I am studying adjoint operators on non-$\Delta_{2}$ Orlicz spaces. Let $\Phi(t) = e^{|t|}-1$ be a Young function, noting it does not meet the $\Delta_{2}$ condition:
$$ \sup_{t \in [0,\infty)} \dfrac{\Phi(2t)}{\Phi(t)} < +\infty. $$
In the event the underlying measure space $(X,\mu)$ is finite, $x^{*} \in \left( L^{\Phi}(\mu) \right)^{*}$ is of the form: \begin{equation} x^{*}(f) = \int_{X} f g d\mu + \int_{X}f d\nu \end{equation} (see Rao & Ren "Theory of Orlicz Spaces" Chapter 4.2 Corollary 12, using the finiteness of the measure and $\Phi(t)$ continuous with $\Phi(t) > 0$ for $t > 0$).
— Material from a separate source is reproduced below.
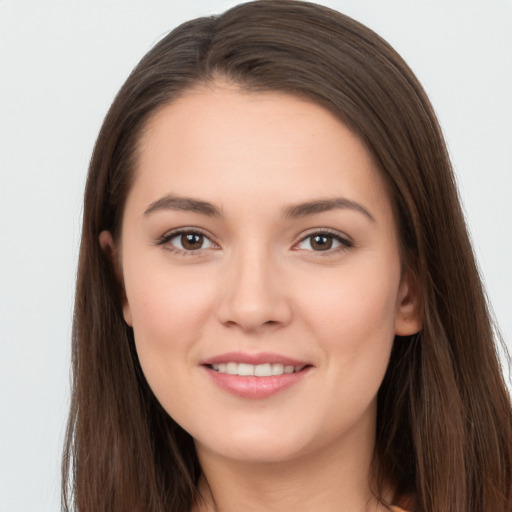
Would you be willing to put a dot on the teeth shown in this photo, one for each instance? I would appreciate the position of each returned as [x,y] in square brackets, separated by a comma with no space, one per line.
[258,370]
Note that $\Psi$ is the complementary Young function to $\Phi$, $g \in L^{\Psi}(\mu)$, and $\nu \in B_{\Psi}$ where $B_{\Psi}$ is the set of additive set functions with support in some $h \in \widetilde{L}^{\Phi} - \mathcal{M}_{\Phi}$ with $\widetilde{L}^{\Phi}$ the Orlicz class: \begin{equation} \widetilde{L}^{\Phi} = \left \{ f: \int_{X} \Phi(f) d\mu < +\infty \right \} \end{equation} and $\mathcal{M}_{\Phi}$ the closed linear span of all simple functions in $L^{\Phi}(\mu)$.
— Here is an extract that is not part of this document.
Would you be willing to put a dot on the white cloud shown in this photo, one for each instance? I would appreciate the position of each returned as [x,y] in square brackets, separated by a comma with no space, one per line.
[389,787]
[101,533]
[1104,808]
My question regards the second term: $\displaystyle \int_{X} f d\nu$. This can be decomposed into its component positive and negative parts: \begin{equation} \int_{X} f d\nu = \left( \int_{X} f^{+} d\nu^{+} - \int_{X} f^{+} d\nu^{-} \right) - \left( \int_{X} f^{-} d\nu^{+} - \int_{X} f^{-} d\nu^{-} \right). \end{equation} For simplicity take $f$ non-negative, then the component integrals can be expressed as: \begin{equation} \tag{1} \label{definition} \int_{X} f d\nu^{+,-} = \inf \left \{ \sum_{i=1}^{n} \inf_{s \text{ simple }} \| f \chi_{E_{i}} + s \|_{L^{\Phi}(\mu)} \nu^{+,-}(E_{i}): (E_{1}, \ldots, E_{n}) \in \mathcal{P} \right \} \end{equation} where $\mathcal{P}$ denotes a partition of $X$. This definition comes from Definition 3.7 in this paper.
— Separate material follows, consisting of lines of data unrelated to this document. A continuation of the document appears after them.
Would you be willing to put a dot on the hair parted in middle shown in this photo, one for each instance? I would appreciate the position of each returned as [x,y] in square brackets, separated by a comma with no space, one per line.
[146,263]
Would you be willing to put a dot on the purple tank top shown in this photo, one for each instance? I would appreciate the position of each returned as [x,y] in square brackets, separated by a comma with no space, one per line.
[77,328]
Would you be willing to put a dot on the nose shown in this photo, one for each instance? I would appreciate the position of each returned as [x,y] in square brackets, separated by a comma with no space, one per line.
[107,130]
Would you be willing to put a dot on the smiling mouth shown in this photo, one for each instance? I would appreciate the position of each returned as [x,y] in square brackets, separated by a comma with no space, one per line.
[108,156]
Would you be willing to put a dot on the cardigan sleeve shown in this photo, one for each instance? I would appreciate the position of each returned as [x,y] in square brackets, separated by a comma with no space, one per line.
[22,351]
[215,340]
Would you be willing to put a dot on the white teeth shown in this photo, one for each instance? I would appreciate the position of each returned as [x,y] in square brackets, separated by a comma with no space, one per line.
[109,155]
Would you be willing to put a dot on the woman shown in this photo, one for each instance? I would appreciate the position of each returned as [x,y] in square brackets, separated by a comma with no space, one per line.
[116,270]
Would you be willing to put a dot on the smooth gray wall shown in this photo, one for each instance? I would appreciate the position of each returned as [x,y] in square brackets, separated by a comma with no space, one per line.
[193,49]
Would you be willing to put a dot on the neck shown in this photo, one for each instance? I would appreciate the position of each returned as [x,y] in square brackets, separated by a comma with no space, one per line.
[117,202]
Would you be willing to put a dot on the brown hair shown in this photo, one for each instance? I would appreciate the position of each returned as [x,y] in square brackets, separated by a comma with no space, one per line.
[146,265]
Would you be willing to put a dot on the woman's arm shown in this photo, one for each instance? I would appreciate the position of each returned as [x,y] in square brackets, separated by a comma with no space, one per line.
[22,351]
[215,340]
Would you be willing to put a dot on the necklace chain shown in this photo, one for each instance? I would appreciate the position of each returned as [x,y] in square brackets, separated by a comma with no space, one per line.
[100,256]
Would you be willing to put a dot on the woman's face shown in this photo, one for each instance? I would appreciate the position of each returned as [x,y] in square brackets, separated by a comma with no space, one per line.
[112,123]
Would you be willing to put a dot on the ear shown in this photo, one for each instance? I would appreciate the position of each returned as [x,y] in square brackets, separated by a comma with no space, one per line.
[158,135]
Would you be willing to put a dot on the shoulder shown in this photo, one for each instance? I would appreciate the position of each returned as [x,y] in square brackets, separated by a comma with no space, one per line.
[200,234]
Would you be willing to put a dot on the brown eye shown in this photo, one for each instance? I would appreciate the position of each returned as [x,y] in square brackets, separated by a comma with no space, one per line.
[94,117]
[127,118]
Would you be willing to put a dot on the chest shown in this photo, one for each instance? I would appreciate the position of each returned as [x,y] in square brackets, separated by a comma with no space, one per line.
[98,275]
$\textbf{Question: }$ How do we arrive at the above definition in Equation $\eqref{definition}$?
My initial thought had been that Equation $\eqref{definition}$ comes from applying the standard definition of a Lebesgue integral: \begin{equation} \int_{X} f d\nu = \sup \left \{ \int_{X} s d\nu: 0 \leq s \leq f, s \text{ simple} \right \} = \sup \left \{ \sum_{i=1}^{n} a_{i} \nu(E_{i}): a_{i} \geq 0, (E_{1}, \ldots, E_{n}) \in \mathcal{P} \right \}, \end{equation} but I am unsure why we are using $\inf_{s \text{ simple }} \| f \chi_{E_{i}} + s \|_{L^{\Phi}(\mu)}$ as the coefficient? My current thought is that it follows somehow from the fact that as an operator $\displaystyle \int_{X}f d\nu$ maps from $L^{\Phi}/\mathcal{M}_{\Phi}$ into $\mathbb{R}$. Any help/references appreciated.